Ask anyone in Washington D.C. about “Metropocalypse.” Ask anyone in Brooklyn about “L-pocalypse.” They're both subway systems, and they’re just two examples of current or imminent public infrastructure meltdowns due to backed up maintenance and repair. “There’s bridge reconstruction, airport reconstruction,” says Tyler Duvall, a partner at McKinsey. “Transportation, water, waste water.”
McKinsey recently completed an analysis of U.S. infrastructure spending. “There are a lot of really high return infrastructure projects the U.S. is not building right now and as a result we’re falling behind the rest of the world,” Duvall said. McKinsey estimated the United States needs to spend 0.7 percent of GDP (about $125 billion) per year more than it spends now, just to keep things from getting worse. “To see significant improvements... you’d have to go even higher,” he said.
U.S. infrastructure suffers not only from a lack of committed resources, but also from friction, said Duvall. From project selection to completion, “the path to breaking ground is one of the longest in the world,” he said, even compared with countries like Canada with similar commitments to environmental safety.

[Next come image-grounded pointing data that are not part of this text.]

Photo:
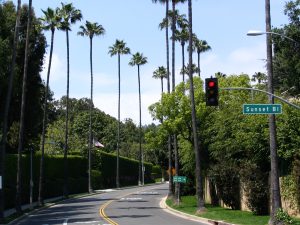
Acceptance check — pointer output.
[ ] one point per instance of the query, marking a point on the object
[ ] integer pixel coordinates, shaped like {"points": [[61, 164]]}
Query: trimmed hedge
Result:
{"points": [[103, 175], [129, 170], [53, 174]]}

Infrastructure investment and maintenance create jobs, it’s widely argued. At a minimum, they make people’s lives easier. John Gibson, professor of economics at Georgia State has argued they reduce inequality. “Investing more in infrastructure can increase wages to poorer segments of society,” said Gibson.
So why is there such little political will for infrastructure spending?
One reason is, of course, that there’s other stuff to spend money on. “Infrastructure money gets crowded out by other demands – at the federal level its entitlements ... taking ever larger chunks of the budget,” said economist Douglas Holtz-Eakin, president of American Action Forum, a center-right think tank. “Same thing goes on at the local level – they have education, police, things they have to pay for right now and that gives the temptation to put off till next year doing that infrastructure project and the next year becomes the year after and the cycle repeats.”
Funding of infrastructure can be complicated – and so getting credit for it politically – when a project requires local, state and federal dollars. In the case of federal infrastructure, “it’s really federal money being given to states and localities for their infrastructure, that means you’re not getting credit for fixing the problems and that leads to bad policy almost always," Holtz-Eakin said.
Squabbling between different jurisdictions and different levels of government is not uncommon. Finally, there’s the issue of instant gratification, or lack thereof, for political leaders. “You’re probably not gonna see the benefits for years,” said Holtz-Eakin. “Maybe more years than you’re gonna be in office. They’ll get all of the blame for raising the money and none of the credit for completing the project.”
No one wants to think about the long term until they’re late to work cause of the subway shutting down.